Wielki teolog luterański, filozof, muzykolog i lekarz Albert Schweitzer (1875-1965), został laureatem Pokojowej Nagrody Nobla w 1952 r. Jego ideą moralną, którą starał się w praktyce realizować, było poszanowanie życia: „Jestem życiem, które pragnie żyć, pośród życia, które pragnie żyć”. Konsekwencją tego jest obowiązek ocalania życia i zmniejszania cierpienia stworzeniu. Uważał, że cześć dla życia wymaga od człowieka szacunku, nie tylko wobec ludzi, ale także wobec zwierząt, a nawet roślin, zakazując ich lekkomyślnego niszczenia. Przestrzegał przed zdradliwą chorobą szczególnego rodzaju. W jednym z kazań z 1909 roku opisuje ją w ten sposób: „Wiecie zapewne, że w sercu Afryki panuje śpiączka. Ci, którzy na nią zapadają, najpierw czują się apatyczni, następnie słabną coraz bardziej i pokładają się, aż w końcu leżą tylko pogrążeni w śnie i umierają z wycieńczenia. Sławny profesor Koch z Berlina odwiedził półtora roku temu okolice, gdzie panuje śpiączka, aby studiować tę chorobę, i rozpoznał jej początkowe objawy u wielu pacjentów. Oni jednak wyśmiewali go, twierdząc, że czują się zupełnie dobrze. Ale profesor był pewien, że ludzie ci zostali już zarażeni i ubolewał, że nie chcieli poddać się leczeniu.

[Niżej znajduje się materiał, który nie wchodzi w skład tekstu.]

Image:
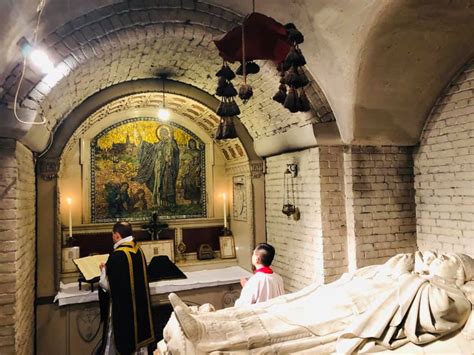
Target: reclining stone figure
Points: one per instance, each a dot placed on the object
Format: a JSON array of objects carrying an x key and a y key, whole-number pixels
[{"x": 374, "y": 308}]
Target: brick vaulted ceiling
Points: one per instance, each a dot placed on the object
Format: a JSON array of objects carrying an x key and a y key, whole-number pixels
[{"x": 380, "y": 64}]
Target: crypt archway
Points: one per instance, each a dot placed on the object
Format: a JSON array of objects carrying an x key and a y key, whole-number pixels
[{"x": 65, "y": 169}]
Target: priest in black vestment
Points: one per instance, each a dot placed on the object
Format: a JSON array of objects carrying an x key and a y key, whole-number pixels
[{"x": 130, "y": 324}]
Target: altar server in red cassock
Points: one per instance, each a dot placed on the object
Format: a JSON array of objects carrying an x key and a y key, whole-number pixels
[
  {"x": 130, "y": 324},
  {"x": 264, "y": 284}
]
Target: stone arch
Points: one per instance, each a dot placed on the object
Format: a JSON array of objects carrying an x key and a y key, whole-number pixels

Podobnie jest ze śpiączką duszy. Jej największe niebezpieczeństwo polega na tym, że nie czuje się, jak nadchodzi. Dlatego musicie dbać o siebie”.

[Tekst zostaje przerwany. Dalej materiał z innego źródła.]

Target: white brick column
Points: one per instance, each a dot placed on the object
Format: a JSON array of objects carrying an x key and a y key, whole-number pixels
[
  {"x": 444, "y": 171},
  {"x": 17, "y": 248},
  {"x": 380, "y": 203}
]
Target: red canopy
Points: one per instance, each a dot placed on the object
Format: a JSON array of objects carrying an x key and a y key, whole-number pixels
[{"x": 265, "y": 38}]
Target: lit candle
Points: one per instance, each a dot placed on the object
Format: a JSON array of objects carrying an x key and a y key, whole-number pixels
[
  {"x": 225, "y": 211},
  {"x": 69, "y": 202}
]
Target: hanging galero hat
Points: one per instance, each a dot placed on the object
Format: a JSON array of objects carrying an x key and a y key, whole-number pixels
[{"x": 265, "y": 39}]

Te słowa  zachęcają nas do czuwania, by nie popaść w śpiączkę duchową. Trzeba czuwać i ożywiać ziemię duchem chrześcijańskim. By to czynić, nie można zrezygnować z udziału w działalności politycznej, gospodarczej, społecznej, kulturalnej czy prawodawczej, która służy wzrastaniu wspólnego dobra. Jasno musimy uświadomić sobie nawzajem, że jesteśmy razem odbiorcami tej polityki i jej uczestnikami. Dlatego jesteśmy odpowiedzialni za wszystkich i wszyscy mamy moralny obowiązek angażowania się w działalność na rzecz dobra wspólnego.